Tandis que "De gros poumons", "De la conversation", "Des airbags", "Des doudounes", "Des obus" et "Du monde au balcon", relèvent du registre familier.

De même que les idiotismes comportant des noms de fruits et légumes "Des melons" et "Des pastèques".

Ou encore, dans le Nord-Pas-de-Calais, "Des totottes".

Enfin, "Des seins comme des ballons" relèvent du langage courant.

"Rouge comme un coq", "Rouge comme une écrevisse", "Rouge comme une pivoine" ou "Rouge comme une tomate".

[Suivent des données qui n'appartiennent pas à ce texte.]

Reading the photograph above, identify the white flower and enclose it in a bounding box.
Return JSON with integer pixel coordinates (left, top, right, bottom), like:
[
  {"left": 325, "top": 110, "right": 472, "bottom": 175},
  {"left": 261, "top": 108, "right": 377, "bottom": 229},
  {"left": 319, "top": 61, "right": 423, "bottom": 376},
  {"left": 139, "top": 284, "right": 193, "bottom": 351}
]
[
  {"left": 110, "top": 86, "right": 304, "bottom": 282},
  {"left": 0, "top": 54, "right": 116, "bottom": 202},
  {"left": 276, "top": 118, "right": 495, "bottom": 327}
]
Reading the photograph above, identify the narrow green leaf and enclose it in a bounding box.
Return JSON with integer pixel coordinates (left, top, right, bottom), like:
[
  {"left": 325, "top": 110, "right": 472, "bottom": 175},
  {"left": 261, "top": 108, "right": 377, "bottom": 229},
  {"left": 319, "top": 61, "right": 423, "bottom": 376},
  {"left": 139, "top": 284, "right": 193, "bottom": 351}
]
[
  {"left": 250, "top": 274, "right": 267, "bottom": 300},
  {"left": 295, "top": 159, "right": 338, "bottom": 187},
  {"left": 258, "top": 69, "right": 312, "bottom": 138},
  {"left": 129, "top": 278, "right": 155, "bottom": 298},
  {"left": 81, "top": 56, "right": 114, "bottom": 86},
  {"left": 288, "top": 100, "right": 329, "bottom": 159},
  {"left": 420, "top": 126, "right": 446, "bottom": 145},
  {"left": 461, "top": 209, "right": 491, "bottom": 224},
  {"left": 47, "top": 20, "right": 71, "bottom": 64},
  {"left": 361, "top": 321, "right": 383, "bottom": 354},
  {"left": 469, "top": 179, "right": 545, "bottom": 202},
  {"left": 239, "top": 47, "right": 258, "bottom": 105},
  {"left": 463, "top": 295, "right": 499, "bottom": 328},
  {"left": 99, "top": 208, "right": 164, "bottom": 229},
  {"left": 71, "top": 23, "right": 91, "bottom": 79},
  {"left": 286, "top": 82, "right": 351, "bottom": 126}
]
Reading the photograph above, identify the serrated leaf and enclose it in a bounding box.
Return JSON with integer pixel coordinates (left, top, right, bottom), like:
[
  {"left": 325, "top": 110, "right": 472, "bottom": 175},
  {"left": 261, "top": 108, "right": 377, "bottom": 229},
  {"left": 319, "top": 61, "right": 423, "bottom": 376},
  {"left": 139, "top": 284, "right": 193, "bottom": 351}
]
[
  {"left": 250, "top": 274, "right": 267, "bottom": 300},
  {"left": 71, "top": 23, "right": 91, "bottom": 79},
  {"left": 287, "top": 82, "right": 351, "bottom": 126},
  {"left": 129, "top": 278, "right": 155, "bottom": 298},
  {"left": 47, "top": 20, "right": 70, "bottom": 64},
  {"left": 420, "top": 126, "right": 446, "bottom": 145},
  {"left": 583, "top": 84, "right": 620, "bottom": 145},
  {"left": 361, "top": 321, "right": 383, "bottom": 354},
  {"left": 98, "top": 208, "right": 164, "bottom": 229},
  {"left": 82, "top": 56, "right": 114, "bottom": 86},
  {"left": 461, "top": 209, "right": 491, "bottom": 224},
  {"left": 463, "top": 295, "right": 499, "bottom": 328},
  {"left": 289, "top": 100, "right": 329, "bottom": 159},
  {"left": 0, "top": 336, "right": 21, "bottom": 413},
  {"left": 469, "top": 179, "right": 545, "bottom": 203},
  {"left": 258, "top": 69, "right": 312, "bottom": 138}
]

"Rouge comme un coq", "Rouge comme une écrevisse", "Rouge comme une pivoine" ou "Rouge comme une tomate" : une jeune femme victime d'un coup de soleil

Ces différentes locutions adjectivales en forme d'idiotismes chromatiques relèvent toutes du registre familier.

Et elles qualifient :

  • le visage d'une personne devenant écarlate, après un effort, une émotion ou un effort intense,
  • ou parfois : son corps tout entier, après une trop longue exposition au soleil.

On dit par exemple :

  • "Mon oncle était rouge comme un coq après avoir voulu porter tout seul un coffre à moitié plein de vieux outils" (idiotisme animalier),

"Rouge comme un coq"

  • "Ma copine était rouge comme une écrevisse après avoir passé la journée au soleil sans chapeau" (idiotisme animalier),

Une écrevisse

  • "Ma mère était rouge comme une pivoine quand notre voisin lui a dit qu'elle avait la plus jolie poitrine du quartier" (idiotisme botanique),

"Rouge comme une pivoine"

  • et "Mon copain est devenu rouge comme une tomate quand la prof de maths lui a fait remarquer que sa braguette était ouverte" ( (idiotisme botanique).